State Rep. Wendell Willard, R-Sandy Springs, has introduced legislation to delineate the terms and duties of the Fulton County courts' chief judges. It also would mandate that the county's chief magistrate be elected, instead of appointed by bench, among other things.
Willard said his bills follow up on recommendations last year from a task force studying the Fulton County court system.
Under House Bill 443, current chief magistrate judge Stephanie Davis will serve until her term expires in December, 2014. The governor will appoint the next chief magistrate for a four-year term, and later chief magistrates will be elected on nonpartisan ballots.
Other legislation gives the chief judges of the Fulton state and superior courts more authority to assign their fellow judges particular dockets, such as the specialty courts that handle drug and mental health cases, and to remove those judges from those dockets if necessary.

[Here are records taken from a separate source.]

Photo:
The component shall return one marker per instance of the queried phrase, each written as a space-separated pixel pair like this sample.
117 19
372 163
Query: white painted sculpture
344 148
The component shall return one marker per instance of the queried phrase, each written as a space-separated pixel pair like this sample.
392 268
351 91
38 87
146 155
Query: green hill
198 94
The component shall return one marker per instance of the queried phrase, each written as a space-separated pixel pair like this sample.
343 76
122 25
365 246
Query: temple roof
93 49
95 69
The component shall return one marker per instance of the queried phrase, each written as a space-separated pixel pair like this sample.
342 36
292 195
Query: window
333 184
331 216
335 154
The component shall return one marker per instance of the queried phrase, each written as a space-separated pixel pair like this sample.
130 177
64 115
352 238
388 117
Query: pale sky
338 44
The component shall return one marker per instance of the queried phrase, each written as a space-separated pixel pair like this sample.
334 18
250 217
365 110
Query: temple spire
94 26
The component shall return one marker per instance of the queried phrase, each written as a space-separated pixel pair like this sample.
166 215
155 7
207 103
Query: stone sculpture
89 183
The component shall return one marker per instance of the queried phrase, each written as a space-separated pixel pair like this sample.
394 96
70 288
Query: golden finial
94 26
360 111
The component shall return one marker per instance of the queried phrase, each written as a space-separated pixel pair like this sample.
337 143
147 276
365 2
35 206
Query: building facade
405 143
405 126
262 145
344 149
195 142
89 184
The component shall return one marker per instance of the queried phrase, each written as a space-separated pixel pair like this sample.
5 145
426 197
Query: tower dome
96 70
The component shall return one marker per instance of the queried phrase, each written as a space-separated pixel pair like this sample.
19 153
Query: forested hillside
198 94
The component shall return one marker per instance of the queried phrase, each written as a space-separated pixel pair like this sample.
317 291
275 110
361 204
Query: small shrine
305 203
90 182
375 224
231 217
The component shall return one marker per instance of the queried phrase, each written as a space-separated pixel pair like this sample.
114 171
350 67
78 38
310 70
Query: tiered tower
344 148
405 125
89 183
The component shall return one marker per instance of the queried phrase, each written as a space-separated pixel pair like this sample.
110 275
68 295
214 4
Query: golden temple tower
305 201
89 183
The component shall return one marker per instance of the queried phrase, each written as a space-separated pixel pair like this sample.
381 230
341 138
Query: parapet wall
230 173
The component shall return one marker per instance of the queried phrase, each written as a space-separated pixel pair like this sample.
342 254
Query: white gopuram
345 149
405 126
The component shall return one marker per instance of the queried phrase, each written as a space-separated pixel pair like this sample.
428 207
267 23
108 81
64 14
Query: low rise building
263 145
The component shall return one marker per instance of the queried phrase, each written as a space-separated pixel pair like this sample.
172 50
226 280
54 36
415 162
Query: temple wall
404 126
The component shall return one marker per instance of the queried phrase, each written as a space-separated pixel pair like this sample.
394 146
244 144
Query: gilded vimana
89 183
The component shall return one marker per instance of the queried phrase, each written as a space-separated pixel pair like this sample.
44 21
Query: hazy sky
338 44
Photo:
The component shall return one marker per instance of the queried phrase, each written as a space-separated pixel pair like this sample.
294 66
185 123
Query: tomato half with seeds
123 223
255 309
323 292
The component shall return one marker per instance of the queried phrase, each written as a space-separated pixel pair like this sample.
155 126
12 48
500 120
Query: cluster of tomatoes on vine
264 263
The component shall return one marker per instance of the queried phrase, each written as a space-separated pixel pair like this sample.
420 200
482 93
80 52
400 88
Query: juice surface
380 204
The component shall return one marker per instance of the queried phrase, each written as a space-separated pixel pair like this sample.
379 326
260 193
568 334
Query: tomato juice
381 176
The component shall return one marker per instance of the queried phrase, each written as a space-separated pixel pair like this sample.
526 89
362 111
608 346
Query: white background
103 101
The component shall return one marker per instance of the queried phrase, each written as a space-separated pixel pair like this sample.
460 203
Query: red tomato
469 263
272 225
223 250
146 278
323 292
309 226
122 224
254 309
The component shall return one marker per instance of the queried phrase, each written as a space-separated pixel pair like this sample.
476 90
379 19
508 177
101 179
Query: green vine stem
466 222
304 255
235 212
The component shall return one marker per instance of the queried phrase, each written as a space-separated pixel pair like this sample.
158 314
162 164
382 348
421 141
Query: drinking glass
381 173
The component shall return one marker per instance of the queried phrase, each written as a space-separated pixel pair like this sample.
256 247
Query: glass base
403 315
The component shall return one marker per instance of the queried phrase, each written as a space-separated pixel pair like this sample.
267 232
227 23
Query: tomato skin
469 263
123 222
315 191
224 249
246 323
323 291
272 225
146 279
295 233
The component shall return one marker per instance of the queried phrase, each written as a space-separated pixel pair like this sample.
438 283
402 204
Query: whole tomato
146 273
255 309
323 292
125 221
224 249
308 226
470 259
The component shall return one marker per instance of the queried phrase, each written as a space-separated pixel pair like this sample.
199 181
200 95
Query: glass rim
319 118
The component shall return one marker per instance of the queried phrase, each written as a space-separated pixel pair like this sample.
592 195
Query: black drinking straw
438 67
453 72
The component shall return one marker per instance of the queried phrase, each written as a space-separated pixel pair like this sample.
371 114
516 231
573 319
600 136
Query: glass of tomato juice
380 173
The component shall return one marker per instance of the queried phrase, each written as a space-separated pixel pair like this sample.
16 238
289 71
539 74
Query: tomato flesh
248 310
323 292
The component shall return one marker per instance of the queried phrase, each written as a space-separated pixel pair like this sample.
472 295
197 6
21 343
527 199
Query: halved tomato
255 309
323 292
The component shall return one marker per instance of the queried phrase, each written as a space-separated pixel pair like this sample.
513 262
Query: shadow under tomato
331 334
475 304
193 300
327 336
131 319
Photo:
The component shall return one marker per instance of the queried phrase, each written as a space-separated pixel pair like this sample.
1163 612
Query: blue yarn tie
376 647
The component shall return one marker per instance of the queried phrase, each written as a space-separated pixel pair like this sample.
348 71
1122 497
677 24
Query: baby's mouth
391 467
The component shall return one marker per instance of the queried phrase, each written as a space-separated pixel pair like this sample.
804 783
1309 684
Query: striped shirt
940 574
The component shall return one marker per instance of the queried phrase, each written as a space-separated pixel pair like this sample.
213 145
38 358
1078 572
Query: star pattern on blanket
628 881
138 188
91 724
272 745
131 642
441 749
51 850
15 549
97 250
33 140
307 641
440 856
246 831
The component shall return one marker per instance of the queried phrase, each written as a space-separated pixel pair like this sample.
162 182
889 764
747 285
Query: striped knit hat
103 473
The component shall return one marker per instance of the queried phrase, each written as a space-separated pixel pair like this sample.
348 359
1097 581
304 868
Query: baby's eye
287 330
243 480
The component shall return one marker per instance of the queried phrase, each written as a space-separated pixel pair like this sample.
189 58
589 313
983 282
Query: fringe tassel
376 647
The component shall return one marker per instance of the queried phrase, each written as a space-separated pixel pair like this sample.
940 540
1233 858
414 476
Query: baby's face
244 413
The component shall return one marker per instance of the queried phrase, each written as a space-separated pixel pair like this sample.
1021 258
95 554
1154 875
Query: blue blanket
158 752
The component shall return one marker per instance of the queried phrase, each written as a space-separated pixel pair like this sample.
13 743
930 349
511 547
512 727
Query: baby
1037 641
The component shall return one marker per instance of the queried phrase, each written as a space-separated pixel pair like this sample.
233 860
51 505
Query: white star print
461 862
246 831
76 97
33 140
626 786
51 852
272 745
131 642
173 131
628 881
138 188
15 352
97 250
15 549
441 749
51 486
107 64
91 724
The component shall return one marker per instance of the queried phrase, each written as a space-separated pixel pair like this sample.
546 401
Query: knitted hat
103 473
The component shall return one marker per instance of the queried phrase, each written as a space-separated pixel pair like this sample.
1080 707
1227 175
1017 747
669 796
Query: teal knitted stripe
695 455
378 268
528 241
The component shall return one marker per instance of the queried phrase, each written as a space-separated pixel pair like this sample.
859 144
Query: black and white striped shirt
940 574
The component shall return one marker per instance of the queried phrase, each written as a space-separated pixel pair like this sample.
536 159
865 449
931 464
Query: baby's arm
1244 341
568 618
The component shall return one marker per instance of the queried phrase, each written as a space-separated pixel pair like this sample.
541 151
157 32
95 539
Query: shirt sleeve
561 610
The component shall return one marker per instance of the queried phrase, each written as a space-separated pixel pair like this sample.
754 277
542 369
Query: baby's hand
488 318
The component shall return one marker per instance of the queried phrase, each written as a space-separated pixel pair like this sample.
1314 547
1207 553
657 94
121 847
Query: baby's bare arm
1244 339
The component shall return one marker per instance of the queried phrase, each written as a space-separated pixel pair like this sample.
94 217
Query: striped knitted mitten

The bills instruct clerks and administrators of each court to generate monthly reports on each judge's caseload, number of cases assigned and number disposed. The lack of such a record in the state court was deemed partly to blame for an incident last year in which several years of criminal case files were mislaid by a clerk for Judge Susan Forsling.
Two bills will give the administrator of each court more authority to manage court budgets without having to get approval from the county commission for each line-item change.
"[The legislation] is necessary because these are such large courts; they've got more than 20 judges in the Superior Court, plus senior judges; 10 more in the state court, and all the magistrates," said Willard, who chairs the House Judiciary Committee and served on the Fulton County Court Improvement Task Force that made the recommendations.
On Friday, the first bill in the package, HB 437, passed the House, 163-0.